From all of these nodes I was interested in Unique _Ids, title, and description. So, I created a dictionary and extracted the parts that I was interested in using json. Here is my code:
import json
s={}
d=open('local file','w')
with open('localfile', 'r') as ready:
for line in ready:
test=json.loads(line, encoding='utf-8')
for i in (test['hits']['hits']):
for x in i:
s.setdefault(i['_id'], [i['_source']['dataset']
['description'], i['_source']['dataset']['title']])
for k, v in s.items():
d.write(k +'\t'+v[0] +'\t' + v[1] + '\n')
d.close()
Now, when I run it, it gives me a file with duplicated _Ids! Does not dictionary suppose to give me unique _Ids? In my original output file, I have lots of duplicated Ids that I wanted to get rid of them.

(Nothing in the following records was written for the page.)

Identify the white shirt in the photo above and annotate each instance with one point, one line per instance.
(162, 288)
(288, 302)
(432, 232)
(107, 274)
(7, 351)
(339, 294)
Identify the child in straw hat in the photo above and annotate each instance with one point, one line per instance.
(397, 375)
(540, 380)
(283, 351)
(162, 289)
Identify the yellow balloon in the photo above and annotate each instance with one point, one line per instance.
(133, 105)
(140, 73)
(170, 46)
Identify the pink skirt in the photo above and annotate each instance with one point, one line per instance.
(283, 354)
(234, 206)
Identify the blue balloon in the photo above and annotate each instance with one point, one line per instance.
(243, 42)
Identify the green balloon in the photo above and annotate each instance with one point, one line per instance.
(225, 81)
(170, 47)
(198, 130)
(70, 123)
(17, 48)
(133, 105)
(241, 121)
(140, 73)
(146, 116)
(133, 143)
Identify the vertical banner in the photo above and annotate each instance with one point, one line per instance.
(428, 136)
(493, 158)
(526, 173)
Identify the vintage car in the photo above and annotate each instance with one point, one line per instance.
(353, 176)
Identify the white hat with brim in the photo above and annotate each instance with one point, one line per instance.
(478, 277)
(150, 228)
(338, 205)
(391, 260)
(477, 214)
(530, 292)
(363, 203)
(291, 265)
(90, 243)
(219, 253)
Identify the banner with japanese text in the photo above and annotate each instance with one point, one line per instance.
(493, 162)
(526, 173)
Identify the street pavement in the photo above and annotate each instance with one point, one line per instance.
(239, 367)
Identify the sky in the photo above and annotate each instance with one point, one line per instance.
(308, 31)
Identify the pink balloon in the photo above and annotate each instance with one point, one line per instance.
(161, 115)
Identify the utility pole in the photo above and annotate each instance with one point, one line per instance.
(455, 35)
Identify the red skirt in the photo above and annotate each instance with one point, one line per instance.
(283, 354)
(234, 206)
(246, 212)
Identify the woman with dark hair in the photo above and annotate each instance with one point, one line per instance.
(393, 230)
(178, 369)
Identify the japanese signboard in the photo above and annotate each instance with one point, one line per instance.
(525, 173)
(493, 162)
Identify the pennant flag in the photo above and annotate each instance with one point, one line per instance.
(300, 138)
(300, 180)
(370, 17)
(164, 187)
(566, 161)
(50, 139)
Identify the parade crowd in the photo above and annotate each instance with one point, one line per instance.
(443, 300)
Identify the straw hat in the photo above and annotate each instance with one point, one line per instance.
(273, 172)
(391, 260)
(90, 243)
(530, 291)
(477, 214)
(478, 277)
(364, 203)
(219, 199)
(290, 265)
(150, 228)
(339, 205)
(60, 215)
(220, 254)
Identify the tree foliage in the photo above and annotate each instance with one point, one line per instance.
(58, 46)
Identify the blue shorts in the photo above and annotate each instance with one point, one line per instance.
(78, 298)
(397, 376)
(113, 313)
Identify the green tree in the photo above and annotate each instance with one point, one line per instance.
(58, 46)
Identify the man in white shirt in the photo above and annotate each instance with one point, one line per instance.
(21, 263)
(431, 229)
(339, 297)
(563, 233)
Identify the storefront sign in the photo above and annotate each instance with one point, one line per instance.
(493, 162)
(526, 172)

Also, I ran set() only on _ids to get unique number of them and it came to 138. But with dictionary if i remove generated duplicated ids it comes down to 17!
Can someone please tell me why this is happening?
If you want a unique ID, if you're using a database it will create it for you. If you're not, you'll need to generate a unique number or string. Depending on how the dictionaries are created, you could use the timestamp of when the dictionary was created, or you could use uuid.uuid4(). For more info on uuid, here are the docs.